From now on, no hypothetical Ukrainian McNamara would leave his hypothetical successful career in a hypothetical Ford Company for the sake of such unpromising prospects in the service of motherland. 

Instead of that, the top office in the Defense Ministry will always be eagerly accepted by the very same old post-Soviet apparatchiks — the ones who have stewed in this stagnation for 30 years, but now vow to turn the Ukrainian Armed Forces into the military force of the future.

(c) KyivPost

3 comments

  1. But Zagorodnuyk was dismissed by Zelensky in early March, after only six months in office — because, as sources quoted the president, Zagorodnuyk “did not prove quality of himself.”

    Zelensky needs to follow his own criteria for firing ministers, and fire himself. He’s the most useless corrupt president Ukraine ever had. In fact he’s president by name only, and couldn’t run a piss-up in a brewery.

  2. Why would you appoint a capable and qualified person when you are at war with Russia, the one but most powerful army in the world, if you can also appoint an old and incompetent guy?

    I think Zelensky has a very unique kind of logic.

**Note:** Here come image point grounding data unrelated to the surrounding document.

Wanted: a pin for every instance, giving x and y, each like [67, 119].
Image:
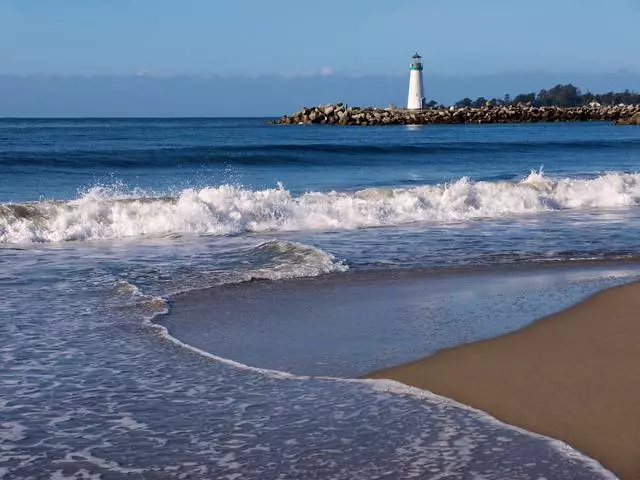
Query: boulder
[634, 120]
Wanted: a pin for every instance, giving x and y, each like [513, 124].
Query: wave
[106, 213]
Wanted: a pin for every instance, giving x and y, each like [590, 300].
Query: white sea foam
[281, 260]
[104, 214]
[390, 387]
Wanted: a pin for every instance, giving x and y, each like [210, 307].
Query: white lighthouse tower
[415, 100]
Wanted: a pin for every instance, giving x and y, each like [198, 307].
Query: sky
[295, 37]
[267, 57]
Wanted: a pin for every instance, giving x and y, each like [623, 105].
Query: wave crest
[102, 213]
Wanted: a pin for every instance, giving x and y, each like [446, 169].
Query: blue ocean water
[104, 221]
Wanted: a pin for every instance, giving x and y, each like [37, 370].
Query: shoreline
[569, 376]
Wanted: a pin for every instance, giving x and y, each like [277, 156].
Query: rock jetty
[341, 114]
[635, 120]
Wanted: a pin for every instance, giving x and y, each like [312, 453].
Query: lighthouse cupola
[415, 100]
[416, 62]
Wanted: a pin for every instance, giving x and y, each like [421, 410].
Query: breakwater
[341, 114]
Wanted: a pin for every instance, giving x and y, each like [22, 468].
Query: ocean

  3. Here is Tarans answer to military reforem:
    Ukrainian Defense Minister Andriy Taran has enacted the expiration of his predecessor Stepan Poltorak’s March 2019 decree on army reform. Read also U.S., Ukrainian defense ministers discuss strategic partnership by phone “To recognize Ukrainian Defense Ministry Decree No. 141 dated March 29, 2019, on the transformation of the joint leadership of the defense and military command in the Armed Forces of Ukraine as no longer in effect since it has been implemented,” according to a document signed by Taran on March 31, 2020, and posted on the ministry’s website.

    Read more on UNIAN: https://www.unian.info/politics/10953842-ukraine-s-defense-minister-enacts-expiration-of-his-predecessor-s-reformist-decree-as-implemented.html

    So much for integrating with the west and NATO.